El «escudero» tiene tres rasgos que lo definen. En primer lugar, es natural de Valladolid. En segundo, aparece descrito como alguien sucio, tanto en su aspecto físico como también la cama en la que duerme, la ropa que utiliza o la casa en la que vive porque es un «marrano» o judeoconverso. Por ello, las palabras lavar o limpieza aparecen a lo largo de este episodio hasta en seis ocasiones. Y, en tercer lugar, tiene un origen noble, pues se trata de un segundón, algo frecuente en el caso de los escuderos. Estas tres características identifican a la persona que se esconde bajo el disfraz de este personaje: el deán de la catedral, Diego de Castilla (Cáseda Teresa, 2022a). Como el escudero, también nació en Valladolid. A semejanza de aquel, fue judeoconverso o «marrano» en su significado de «sucio» y fue uno de los que con más ahínco se opuso al estatuto de Silíceo.

Fue autor de un voto particular contrario a su aprobación, en el que manifestó que, a partir de entonces (1547), ya no sería preciso tener estudios conformes a las pragmáticas del reino ni contar con unos orígenes nobles, siendo suficiente para entrar a formar parte del cabildo de la catedral de Toledo el tener la sangre limpia: un dardo dirigido contra el arzobispo Silíceo, hijo de una familia muy pobre, sin distinción alguna de nobleza, y cuyos estudios los había cursado fuera del reino, en Francia.

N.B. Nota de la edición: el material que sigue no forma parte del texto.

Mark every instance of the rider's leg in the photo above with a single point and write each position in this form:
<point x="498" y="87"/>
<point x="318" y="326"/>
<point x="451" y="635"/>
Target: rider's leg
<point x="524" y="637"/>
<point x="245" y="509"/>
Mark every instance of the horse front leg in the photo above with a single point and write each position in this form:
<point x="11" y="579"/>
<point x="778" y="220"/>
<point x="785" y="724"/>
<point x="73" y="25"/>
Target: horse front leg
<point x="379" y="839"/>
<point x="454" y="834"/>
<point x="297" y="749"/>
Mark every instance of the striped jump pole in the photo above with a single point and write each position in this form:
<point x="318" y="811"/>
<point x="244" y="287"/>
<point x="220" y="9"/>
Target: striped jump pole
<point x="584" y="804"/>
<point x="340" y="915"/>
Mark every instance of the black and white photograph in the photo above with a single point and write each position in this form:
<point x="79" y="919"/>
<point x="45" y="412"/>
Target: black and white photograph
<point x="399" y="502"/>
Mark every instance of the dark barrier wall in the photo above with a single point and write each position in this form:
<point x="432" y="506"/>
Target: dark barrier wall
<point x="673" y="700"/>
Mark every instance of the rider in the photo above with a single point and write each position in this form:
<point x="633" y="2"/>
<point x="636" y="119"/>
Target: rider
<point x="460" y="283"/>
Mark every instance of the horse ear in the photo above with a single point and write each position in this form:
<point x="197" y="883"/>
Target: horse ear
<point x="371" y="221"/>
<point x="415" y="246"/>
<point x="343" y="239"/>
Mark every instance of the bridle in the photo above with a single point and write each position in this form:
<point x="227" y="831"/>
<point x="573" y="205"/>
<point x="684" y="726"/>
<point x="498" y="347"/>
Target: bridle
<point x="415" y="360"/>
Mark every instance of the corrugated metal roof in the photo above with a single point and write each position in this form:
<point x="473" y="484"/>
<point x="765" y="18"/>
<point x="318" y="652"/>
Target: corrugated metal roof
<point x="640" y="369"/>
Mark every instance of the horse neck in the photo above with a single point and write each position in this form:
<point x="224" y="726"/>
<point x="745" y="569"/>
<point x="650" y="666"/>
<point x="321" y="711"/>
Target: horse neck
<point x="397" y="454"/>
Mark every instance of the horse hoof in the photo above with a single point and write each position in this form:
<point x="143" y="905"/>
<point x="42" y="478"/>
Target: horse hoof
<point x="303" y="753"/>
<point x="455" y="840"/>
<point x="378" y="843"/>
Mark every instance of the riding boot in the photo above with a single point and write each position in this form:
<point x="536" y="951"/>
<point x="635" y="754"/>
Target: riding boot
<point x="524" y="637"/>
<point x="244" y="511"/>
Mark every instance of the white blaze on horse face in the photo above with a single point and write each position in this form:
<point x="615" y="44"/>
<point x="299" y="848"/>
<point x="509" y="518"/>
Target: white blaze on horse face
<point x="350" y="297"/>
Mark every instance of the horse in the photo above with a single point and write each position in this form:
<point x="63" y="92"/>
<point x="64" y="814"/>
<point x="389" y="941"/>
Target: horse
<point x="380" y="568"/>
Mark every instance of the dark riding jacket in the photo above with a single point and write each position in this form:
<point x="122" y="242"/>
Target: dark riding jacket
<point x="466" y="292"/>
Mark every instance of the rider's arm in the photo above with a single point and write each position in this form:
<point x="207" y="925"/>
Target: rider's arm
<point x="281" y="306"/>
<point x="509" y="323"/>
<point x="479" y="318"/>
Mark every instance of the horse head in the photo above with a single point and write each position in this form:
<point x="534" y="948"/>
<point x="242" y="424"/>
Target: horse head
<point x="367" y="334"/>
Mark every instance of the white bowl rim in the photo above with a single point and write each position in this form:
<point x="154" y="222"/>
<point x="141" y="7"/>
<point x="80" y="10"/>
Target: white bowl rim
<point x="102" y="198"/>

A semejanza del escudero, también el deán Diego de Castilla era descendiente de una familia noble castellana, como tataranieto del rey Pedro I de Castilla (García Rey, 1924). Durante toda su vida su objetivo fue lavar la imagen de su antepasado, apellidado «el Cruel» por el canciller Pedro López de Ayala en su Crónica, marbete que Diego de Castilla y otros miembros de su familia trataron de sustituir por el de «el Justiciero». Aunque parece que el autor lo trata mal en la obra y se burla de este individuo, sin embargo, afirma que «con todo, le quería bien, con ver que no tenía ni podía más, y antes le avía lástima que enemistad» (Ruffinatto, 2001: 188). Y ello es así porque fue, a diferencia del mercedario fray Pedro de Oriona, un enemigo de Silíceo y del estatuto de limpieza de sangre de la catedral de Toledo, como también el autor de la novela.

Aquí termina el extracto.